EPSRC Seminar - Discovery Data Analytics for Large Population Studies of Brain Diseases - Friday 5th May 2017
Speaker: Professor Paul Matthews, EPSRC Centre for Mathematics in Precision Healthcare, UK Dementia Institute, Centre for Neurotechnology, and the Division of Brain Sciences, Imperial College London
Venue: 12pm MATH-027 Ground Floor, Department of Mathematical Science Building
Abstract: A fundamental challenge for clinical neuroscience has been to understand brain diseases in terms of their underpinning neurobiological substrates. A first highly significant, practical objective of this would be for disease nosology- the ways in which diseases are classified that expresses their relations- to be based on their underlying neurobiological mechanisms, rather than symptoms. This would allow more rational re-purposing of medicines across diseases- deriving more value from the medicines that we have. A second objective is to allow the preclinical phases of brain pathologies – those periods before symptoms are expressed, when slowing or stopping progression would fundamentally alter what a person experiences as disease- to be identified. This could allow treatments to be started earlier, when they can have potentially greater healthcare impact.

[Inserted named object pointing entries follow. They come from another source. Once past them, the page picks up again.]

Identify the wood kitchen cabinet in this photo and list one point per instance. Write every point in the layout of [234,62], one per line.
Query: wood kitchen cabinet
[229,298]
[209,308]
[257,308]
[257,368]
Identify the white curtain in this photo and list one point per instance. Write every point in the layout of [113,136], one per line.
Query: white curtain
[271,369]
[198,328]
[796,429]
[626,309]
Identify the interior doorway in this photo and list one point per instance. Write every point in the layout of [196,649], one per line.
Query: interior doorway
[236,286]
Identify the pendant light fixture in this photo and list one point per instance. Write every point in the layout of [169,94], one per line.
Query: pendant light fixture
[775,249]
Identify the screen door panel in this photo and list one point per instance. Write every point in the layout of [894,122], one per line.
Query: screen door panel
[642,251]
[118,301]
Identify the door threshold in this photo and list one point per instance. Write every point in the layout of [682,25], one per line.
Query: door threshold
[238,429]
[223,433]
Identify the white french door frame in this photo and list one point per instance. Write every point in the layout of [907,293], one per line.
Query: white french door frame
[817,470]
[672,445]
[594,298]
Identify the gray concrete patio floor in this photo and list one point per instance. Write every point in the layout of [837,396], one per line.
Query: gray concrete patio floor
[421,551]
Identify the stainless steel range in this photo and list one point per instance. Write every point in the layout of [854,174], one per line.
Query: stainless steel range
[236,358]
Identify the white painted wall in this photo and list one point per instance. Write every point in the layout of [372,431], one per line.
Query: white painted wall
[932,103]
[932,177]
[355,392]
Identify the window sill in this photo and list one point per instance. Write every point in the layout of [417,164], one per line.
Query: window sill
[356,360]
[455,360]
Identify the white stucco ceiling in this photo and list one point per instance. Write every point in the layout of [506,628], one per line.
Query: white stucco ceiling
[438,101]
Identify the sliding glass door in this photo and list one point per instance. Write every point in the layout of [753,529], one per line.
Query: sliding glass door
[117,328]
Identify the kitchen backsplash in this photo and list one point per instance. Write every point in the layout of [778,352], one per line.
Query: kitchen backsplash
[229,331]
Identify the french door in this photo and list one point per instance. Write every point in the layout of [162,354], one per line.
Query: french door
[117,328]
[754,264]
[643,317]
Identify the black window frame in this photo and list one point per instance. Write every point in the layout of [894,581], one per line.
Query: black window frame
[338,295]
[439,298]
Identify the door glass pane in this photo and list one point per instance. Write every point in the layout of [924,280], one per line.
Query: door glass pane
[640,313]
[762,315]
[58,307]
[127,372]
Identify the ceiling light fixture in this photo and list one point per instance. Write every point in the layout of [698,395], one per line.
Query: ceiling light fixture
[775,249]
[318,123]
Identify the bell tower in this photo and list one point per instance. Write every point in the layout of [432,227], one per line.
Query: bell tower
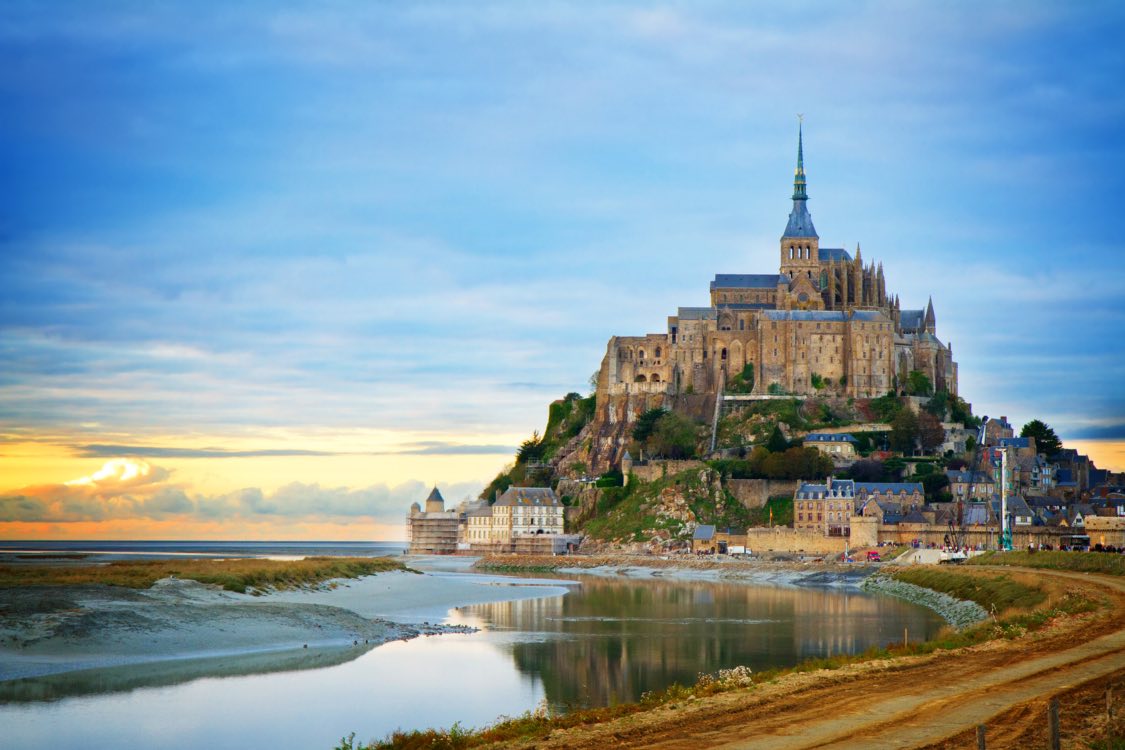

Historically, our understanding of disease mechanisms has largely been derived from end stage pathology or clinical characterisation (in a care or research setting) of people identified because of their disease symptoms. Recent large, longitudinal population studies are changing this. By including detailed brain phenotyping using imaging and other tools, they promise to provide the “missing” link between the preclinical phases and clinically expressed brain disease. Population based studies such as UK Biobank offer opportunities for joint analyses of data from large numbers of people concerning their genetics, heritage, development, occupations and exposures, nutrition, lifestyles and clinical histories. They also pose major challenges for discovery data analytics! New approaches need to address data reduction multiple dimensions in ways that preserve key information. Frameworks for parameterizing and comparing alternative strategies appropriate to the problem being addressed are needed. Ways of accurately expressing the confidence with which relationships are defined need to be developed. Part of this challenge lies in determining performance criteria (“success”) appropriate for discovery. Addressing these challenges will have major impacts arising from their potential to extend understanding of brain mechanisms, better characterize disease risk factors and, ultimately, to enable diagnostic or treatment decisions. In my discussion, I will highlight challenges and provide examples of some approaches being taken. I will illustrate the opportunities with a few examples of novel insights already emerging from these large datasets.
References
Nie L, Matthews PM, Guo Y. 2016. Inferring Individual-Level Variations in the Functional Parcellation of the Cerebral Cortex. IEEE Trans Biomed Eng 63(12): 2505-2517.
Miller KL, Alfaro-Almagro F, Bangerter NK, Thomas DL, Yacoub E, Xu J, Bartsch AJ, Jbabdi S, Sotiropoulos SN, Andersson JL, Griffanti L, Douaud G, Okell TW, Weale P, Dragonu I, Garratt S, Hudson S, Collins R, Jenkinson M, Matthews PM, Smith SM. 2016. Multimodal population brain imaging in the UK Biobank prospective epidemiological study. Nat Neurosci 19(11): 1523-1536.
Matthews PM, Hampshire A. Clinical Concepts Emerging from fMRI Functional Connectomics. Neuron. 2016 Aug 3;91(3):511-28.